Autrement dit, le futur est déjà inscrit dans l’œuf, et les dirigeants et les experts européens savent ce qu’il y a dans l’œuf. D’où cette idée que le progrès est l’affaire exclusive des technocrates. C’est une des caractéristiques du progressisme que l’existence d’une élite qui sait ce qu’il faut faire, gère le temps du changement, brise les résistances, toujours avec en tête des lendemains qui chantent. Le progressisme, comme le marxisme hier, a toujours bonne conscience parce qu’il détruit au nom du sens de l’Histoire. À vrai dire, même si l’élite s’attribue un rôle de guide au nom de la connaissance des fins divines, sa marge de manœuvre est assez faible puisqu’il ne faut pas contrarier la marche de l’Histoire. La seule chose qu’elle peut faire est d’accélérer les adaptations afin de dégager la route. 

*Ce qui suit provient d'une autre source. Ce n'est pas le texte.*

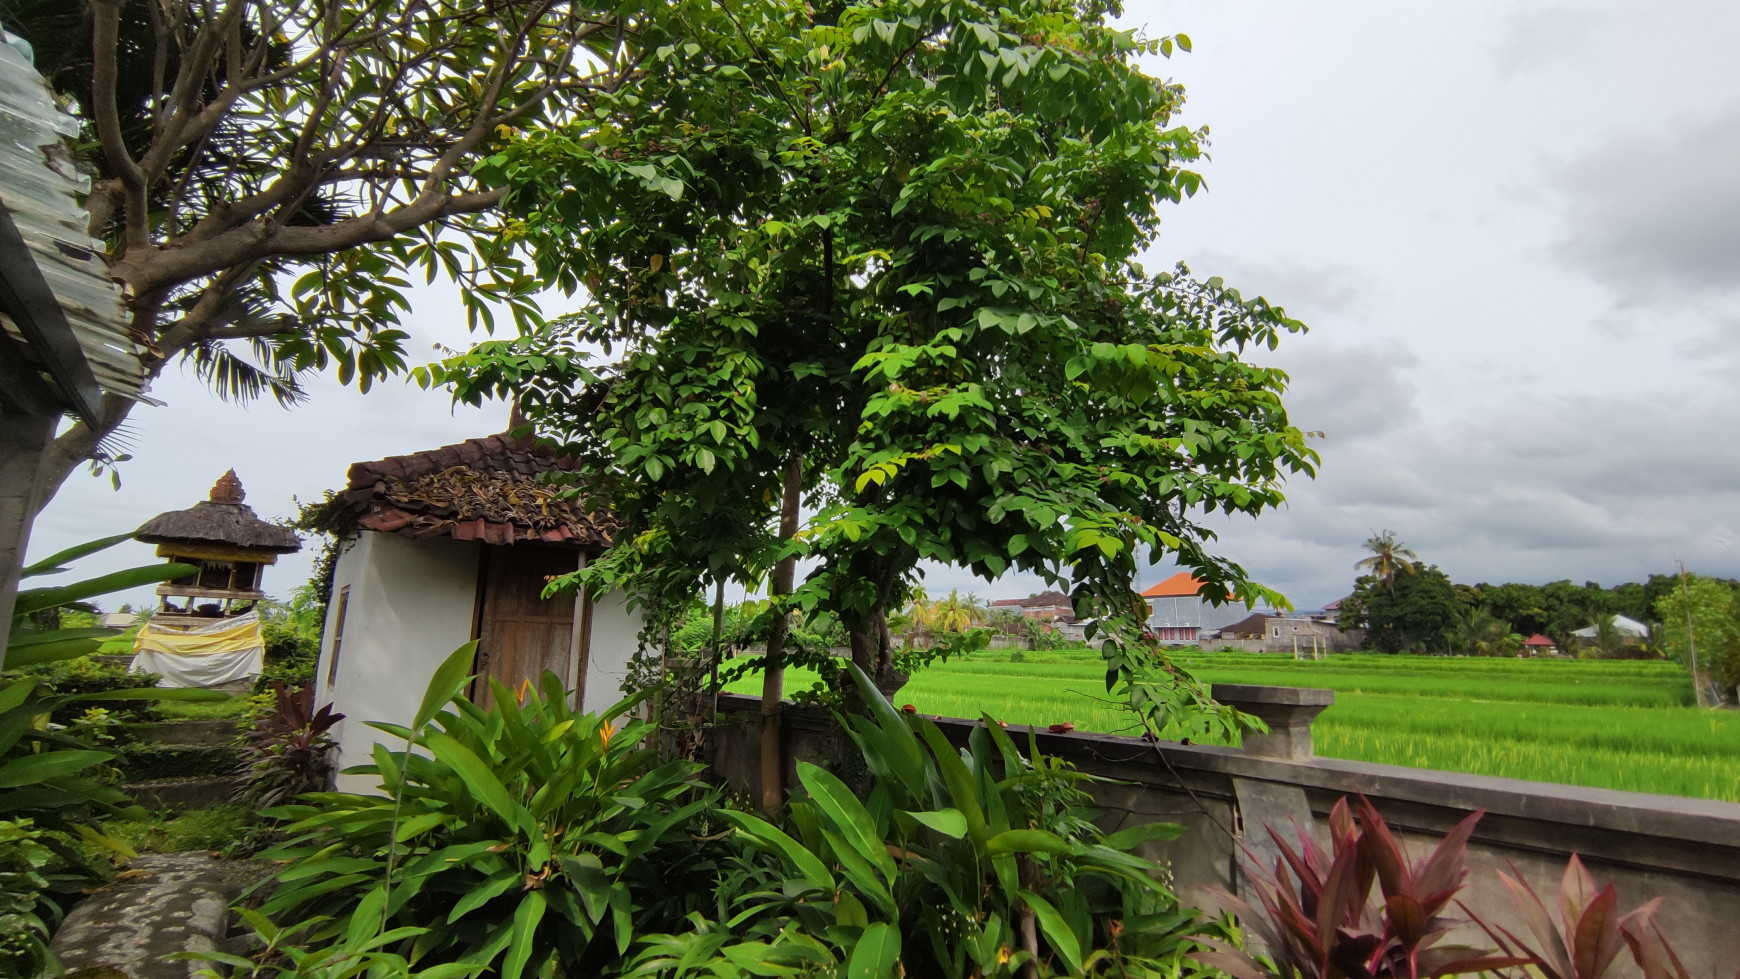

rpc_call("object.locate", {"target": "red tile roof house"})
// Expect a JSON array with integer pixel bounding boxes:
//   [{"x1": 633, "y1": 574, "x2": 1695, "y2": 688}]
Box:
[
  {"x1": 1521, "y1": 633, "x2": 1559, "y2": 656},
  {"x1": 988, "y1": 590, "x2": 1075, "y2": 623},
  {"x1": 1140, "y1": 572, "x2": 1252, "y2": 645},
  {"x1": 307, "y1": 431, "x2": 642, "y2": 792}
]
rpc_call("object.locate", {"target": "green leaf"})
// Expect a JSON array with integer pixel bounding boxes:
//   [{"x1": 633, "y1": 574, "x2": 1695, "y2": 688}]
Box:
[
  {"x1": 717, "y1": 810, "x2": 836, "y2": 890},
  {"x1": 1101, "y1": 821, "x2": 1187, "y2": 850},
  {"x1": 423, "y1": 731, "x2": 531, "y2": 837},
  {"x1": 65, "y1": 687, "x2": 228, "y2": 703},
  {"x1": 1020, "y1": 890, "x2": 1083, "y2": 975},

Ainsi, la marche en avant de l’Union européenne étant lancée, elle est impossible à rattraper. Le coup est parti, il n’y a plus rien à faire. Le coup parti, c’est la revendication d’une sorte d’immunité temporelle dont bénéficieraient les promoteurs d’une lecture intouchable du projet européen et d’un droit à en poursuivre la réalisation quoi qu’il arrive, hors d’atteinte de toutes interventions des populations concernées. EDF, lors de l’installation des lignes à haute-tension, ainsi que les sociétés de construction d’autoroutes, sont passées maîtres dans la technique du coup parti. Un pylône planté dans un champ, mètre carré de goudron déposé, et il n’est plus possible d’arrêter la course ou de prendre une autre direction. 

L’homme est une histoire

L’invention de ce temps linéaire uniforme immanquablement dirigé vers le progrès, avec ses enchaînements mécaniques, ses succès assurés, ne tient pas compte de l’infinie diversité de la nature humaine. Le grand historien chrétien, Henri-Irénée Marrou, écrivait ainsi que « l’homme est dans l’Histoire. L’homme est un être historique, mais l’homme est une histoire, et cette histoire est libre parce qu’elle n’est pas écrite d’avance — imprévisible comme l’homme lui-même ». L’homme n’est pas réductible à un comportement uniforme au service d’une histoire et d’une économie uniforme. Comment en serait-il autrement, alors que l’homme lui-même ignore le plus souvent les mobiles de ses propres actes ? 

« L’homme n’est pas seulement dans l’Histoire, mais il porte en lui l’histoire qu’il explore », écrivait pour sa part Raymond Aron dans sa thèse au sous-titre évocateur : Essai sur les limites de l’objectivité historique. Chaque homme est à l’origine d’une interprétation de l’Histoire qui est liée aussi à la finalité qu’il donne à cette histoire. La réalité historique, parce qu’elle est humaine, est équivoque. Voilà ce que le Brexit, quelle que soit sa forme, nous rappellera. Parmi les éléments clefs d’un certain dogme européen figurait le sens de l’Histoire. Les Britanniques l’ont ébranlé, ils l’ont peut-être même achevé.